Rien qu'en pensant à son nom, je sentis un frisson me parcourir dans tout le corps. Je combattu le sourire béat qui menaçait d'éclater sur mes lèvres.
Contrôle. Contrôle Kim. Contrôle. Je me répétais ces paroles comme une prière. Je m'y accrochais comme à une bouée de sauvetage que j'aurais agrippée au beau milieu de l'océan Pacifique. J'étais en train de me noyer. Je le savais. Je me noyais dans mon océan personnel.
Je me noyais dans ses yeux.
Je ne suis pas une personne émotionnelle. Normalement je ne suis pas sujette aux explosions ou aux crises de colère. Bien sur, le normalement n'inclue pas les deux minutes écoulées entre 12h13 et 12h15. C'est à cet instant que chaque jour, mon cœur s'arrête.
Les autres assis autour de lui avaient les même longs cheveux noirs et la même carrure. A l'extérieur, ils se ressemblaient tous, mais à l'intérieur, ils ne pouvaient pas être plus différents.
Leurs noms : Jacob, Paul, Embry, Quil…
Ces noms là ne reçurent aucune réaction de mon cœur douloureusement maltraité.

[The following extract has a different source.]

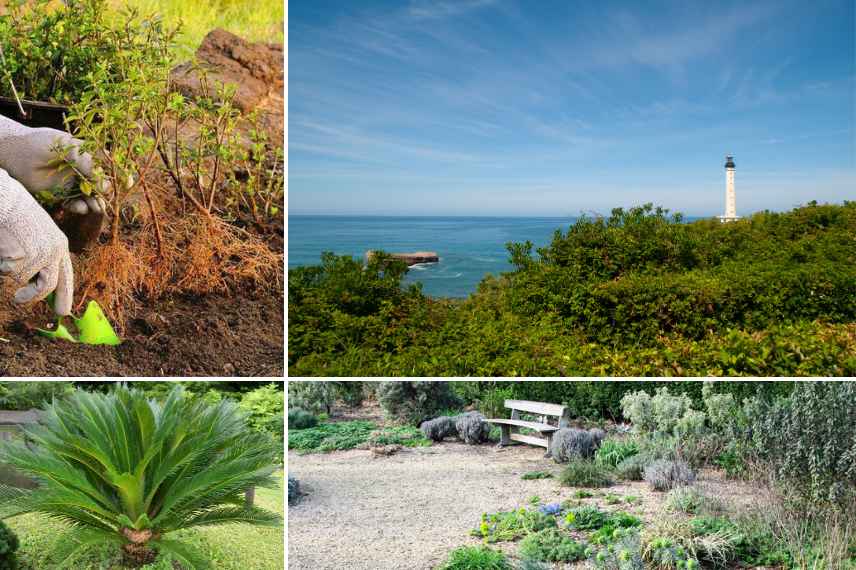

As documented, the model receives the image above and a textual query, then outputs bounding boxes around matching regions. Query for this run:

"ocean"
[288,216,576,297]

Et aussi rapidement que ça avait commencé, tout s'arrêta. Nous étions arrivées à notre table sans aucun autre incident cardiaque pour ma part.
« Hé Kim ? » Catherine me sortis de mes pensées et je me tournais vers elle. « Ça va ? T'as l'air bizarre. Tu te sens bien ? T'as de la fièvre ? »
Sans attendre la réponse elle posa sa main sur mon front. Elle pinça des lèvres et retira sa main d'un air satisfait.
« Non, tu es bien. C'est probablement dut à la vue de cette nourriture qu'ils essayaient de faire passée pour comestible. C'est normal. Surtout si tu as l'estomac fragile ».
Elle sembla satisfaite de son diagnostic. J'hochais la tête en signe d'accord et lui offrais un léger sourire que j'espérais convainquant.
En regardant le contenu de mon plateau, je remarquais que la nourriture que j'avais achetée était légèrement moisie et que la viande semblait avoir connue de meilleurs jours. De toute manière, je me fichai pas mal de ce que j'avais acheté. Qu'elle soit comestible ou non je n'y aurais pas touchée.
Les papillons qui virevoltaient dans mon estomac m'avaient coupés l'appétit.